“In the second place, young man, set up a shrine in your heart, and worship female purity and virtue; then you are safe. If you have a mother or sisters, don’t forget that a woman who is not fit for their society is not worthy of your regard.
“Youthful affection, my boy, is not inexhaustible. Keep it for future reference—and worthy objects. You may yet live to wish that the worldly heart of to-morrow were the young and fresh one of yesterday.
“And now, I must leave you.
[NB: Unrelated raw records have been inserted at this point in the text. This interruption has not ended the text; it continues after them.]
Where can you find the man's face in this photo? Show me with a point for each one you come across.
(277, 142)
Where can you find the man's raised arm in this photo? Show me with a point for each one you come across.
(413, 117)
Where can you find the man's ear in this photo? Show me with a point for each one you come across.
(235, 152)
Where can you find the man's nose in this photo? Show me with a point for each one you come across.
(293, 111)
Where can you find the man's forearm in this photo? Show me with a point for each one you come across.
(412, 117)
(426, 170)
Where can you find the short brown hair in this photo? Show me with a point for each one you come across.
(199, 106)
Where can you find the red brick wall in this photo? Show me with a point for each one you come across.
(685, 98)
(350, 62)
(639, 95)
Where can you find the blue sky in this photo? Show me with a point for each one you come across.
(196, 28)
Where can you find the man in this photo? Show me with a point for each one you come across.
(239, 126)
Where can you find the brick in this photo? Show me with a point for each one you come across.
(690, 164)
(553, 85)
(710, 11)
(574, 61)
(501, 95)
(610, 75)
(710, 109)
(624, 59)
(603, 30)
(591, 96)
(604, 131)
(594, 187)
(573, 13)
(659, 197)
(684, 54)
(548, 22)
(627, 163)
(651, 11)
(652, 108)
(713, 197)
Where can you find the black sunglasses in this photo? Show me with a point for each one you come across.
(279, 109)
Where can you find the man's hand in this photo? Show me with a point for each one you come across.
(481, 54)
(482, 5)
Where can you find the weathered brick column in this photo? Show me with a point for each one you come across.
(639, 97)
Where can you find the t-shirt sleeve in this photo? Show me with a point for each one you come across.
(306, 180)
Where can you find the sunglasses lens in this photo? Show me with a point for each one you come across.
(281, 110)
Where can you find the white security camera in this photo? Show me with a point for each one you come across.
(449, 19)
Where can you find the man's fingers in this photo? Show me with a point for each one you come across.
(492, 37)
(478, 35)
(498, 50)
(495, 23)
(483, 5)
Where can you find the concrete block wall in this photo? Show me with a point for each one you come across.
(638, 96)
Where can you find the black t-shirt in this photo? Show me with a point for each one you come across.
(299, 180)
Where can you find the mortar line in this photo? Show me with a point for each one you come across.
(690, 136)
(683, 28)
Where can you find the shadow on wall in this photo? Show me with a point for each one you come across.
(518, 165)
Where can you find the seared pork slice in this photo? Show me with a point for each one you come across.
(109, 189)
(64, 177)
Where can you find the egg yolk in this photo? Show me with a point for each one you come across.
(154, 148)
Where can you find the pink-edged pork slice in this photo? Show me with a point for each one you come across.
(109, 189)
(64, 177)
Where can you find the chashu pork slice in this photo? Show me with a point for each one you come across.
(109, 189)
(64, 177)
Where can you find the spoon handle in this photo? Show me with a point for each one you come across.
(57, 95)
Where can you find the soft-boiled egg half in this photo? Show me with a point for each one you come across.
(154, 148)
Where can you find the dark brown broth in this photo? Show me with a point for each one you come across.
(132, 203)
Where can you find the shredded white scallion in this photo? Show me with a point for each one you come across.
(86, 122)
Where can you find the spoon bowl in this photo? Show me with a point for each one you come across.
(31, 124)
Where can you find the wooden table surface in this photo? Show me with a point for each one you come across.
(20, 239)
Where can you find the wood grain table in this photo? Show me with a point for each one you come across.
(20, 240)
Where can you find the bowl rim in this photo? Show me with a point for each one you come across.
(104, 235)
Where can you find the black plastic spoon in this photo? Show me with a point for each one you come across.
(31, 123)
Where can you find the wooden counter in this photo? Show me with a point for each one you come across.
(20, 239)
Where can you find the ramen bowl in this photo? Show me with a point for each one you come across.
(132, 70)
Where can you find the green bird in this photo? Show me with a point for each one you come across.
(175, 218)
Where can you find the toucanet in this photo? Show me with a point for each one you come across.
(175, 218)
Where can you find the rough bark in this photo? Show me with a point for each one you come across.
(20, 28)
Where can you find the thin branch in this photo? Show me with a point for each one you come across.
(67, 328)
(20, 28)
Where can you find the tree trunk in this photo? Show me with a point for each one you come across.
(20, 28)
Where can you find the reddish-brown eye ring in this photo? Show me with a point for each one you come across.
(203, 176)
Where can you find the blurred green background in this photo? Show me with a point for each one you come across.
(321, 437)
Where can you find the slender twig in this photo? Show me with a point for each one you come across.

Good-night, my boy, and don’t forget what I have said to you.”
“But, sir,” cried the lad, “your name, who shall I—?”
His benefactor had disappeared in the darkness.
The boy stood for a time gazing blankly into the night in the direction in which the stranger had disappeared; then, drawing himself up proudly, as became a son of fair Virginia, he placed the bag of gold in his pocket and his pistol in its holster, cast a scornful glance toward the windows of the Palace and strode resolutely away.
* * * * *
A few days after the scene at the gaming house, I chanced to meet an old time friend of my father’s, hailing from Maine. Mr. Allen, it seemed, had “struck it rich” and was on his way back to the “States.” From this gentleman I received a glowing account of the wealth of the placer mining region in Tuolumne county, which at once determined my future course. When he informed me that the country where he had made his “pile” was not only rich in gold, but badly in need of doctors, I decided that Tuolumne should have at least one medical celebrity.
Investing some of my greatly diminished capital in an outfit which I thought might harmonize to a certain extent with the new field for which I was about to depart, I bade farewell to San Francisco and set my face toward the fame and the pot of gold that lay at the foot of the rainbow of my dreams.